Convertible securities are benefiting from an improving equity market.
Improving equity markets have not only pushed equity securities higher, but convertible securities have also benefited. There are a number of closed-end funds, or CEFs, investing in convertible securities, many of which have performed well recently. Before delving into the funds and their unique risk/reward profiles, a brief review of convertible securities is in order.
Convertible Securities: The Basics
There are two types of convertible securities, convertible bonds and convertible preferred stock. Convertible bonds earn regular interest payments and include an option to convert the bond into shares of common stock. Convertible preferred stock also pay fixed coupons and usually have no maturity date (often called perpetual). These are also convertible into a firm's stock. Because the conversion option benefits investors, coupon payments will likely be lower than a similar nonconvertible bond but higher than a firm's dividend payout. From a firm's perspective, it's a balance of lower interest payments (good for equityholders) and a dilution of shares if bondholders convert (bad for equityholders).
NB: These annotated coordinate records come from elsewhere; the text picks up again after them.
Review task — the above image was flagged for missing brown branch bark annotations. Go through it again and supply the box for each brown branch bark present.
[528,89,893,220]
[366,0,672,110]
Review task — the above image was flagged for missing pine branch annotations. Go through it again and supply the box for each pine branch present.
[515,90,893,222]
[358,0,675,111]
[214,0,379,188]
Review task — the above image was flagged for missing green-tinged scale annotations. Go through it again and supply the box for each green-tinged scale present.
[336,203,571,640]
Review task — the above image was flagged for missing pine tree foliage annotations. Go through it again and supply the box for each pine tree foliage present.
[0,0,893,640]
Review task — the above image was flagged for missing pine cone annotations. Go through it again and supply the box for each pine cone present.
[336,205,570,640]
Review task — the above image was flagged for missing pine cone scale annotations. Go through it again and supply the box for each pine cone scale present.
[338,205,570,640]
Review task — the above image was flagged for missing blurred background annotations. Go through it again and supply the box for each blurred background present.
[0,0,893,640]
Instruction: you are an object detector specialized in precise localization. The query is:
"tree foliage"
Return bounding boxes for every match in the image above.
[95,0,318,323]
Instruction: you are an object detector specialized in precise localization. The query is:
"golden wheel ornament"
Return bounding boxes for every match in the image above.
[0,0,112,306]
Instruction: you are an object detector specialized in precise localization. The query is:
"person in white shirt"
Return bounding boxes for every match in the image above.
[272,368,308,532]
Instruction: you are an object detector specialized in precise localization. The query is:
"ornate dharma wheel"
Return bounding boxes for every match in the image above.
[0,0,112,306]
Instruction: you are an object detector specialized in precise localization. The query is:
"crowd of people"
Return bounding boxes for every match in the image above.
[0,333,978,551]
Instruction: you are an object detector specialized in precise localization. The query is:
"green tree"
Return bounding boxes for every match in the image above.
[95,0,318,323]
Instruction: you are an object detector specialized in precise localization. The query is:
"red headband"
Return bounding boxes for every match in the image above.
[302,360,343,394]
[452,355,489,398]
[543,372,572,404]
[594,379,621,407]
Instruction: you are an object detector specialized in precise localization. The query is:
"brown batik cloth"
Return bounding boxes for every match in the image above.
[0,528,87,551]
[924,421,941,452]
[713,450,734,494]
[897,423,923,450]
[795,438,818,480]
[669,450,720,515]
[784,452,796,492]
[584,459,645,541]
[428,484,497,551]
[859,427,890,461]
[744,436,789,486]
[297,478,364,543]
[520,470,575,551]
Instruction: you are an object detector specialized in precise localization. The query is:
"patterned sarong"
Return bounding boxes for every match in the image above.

A convertible bond has an issue price, face value, a set coupon payment, and a maturity date. At maturity, bonds can be redeemed at face value or converted at market value of the underlying shares based on the bond's conversion ratio (the number of shares per bond converted). Conversion ratios are also used to calculate certain valuation metrics for the bonds. For example, a bond with a $1,000 face value and a conversion ratio of 20:1 has a conversion price of $50 (1,000/20). If the firm's stock is trading at $40 per share, the conversion premium is $10 per share, or 25%. The bond's conversion value is $1,250. A convertible preferred pays a set interest payment and also has a conversion ratio, but usually has no maturity date.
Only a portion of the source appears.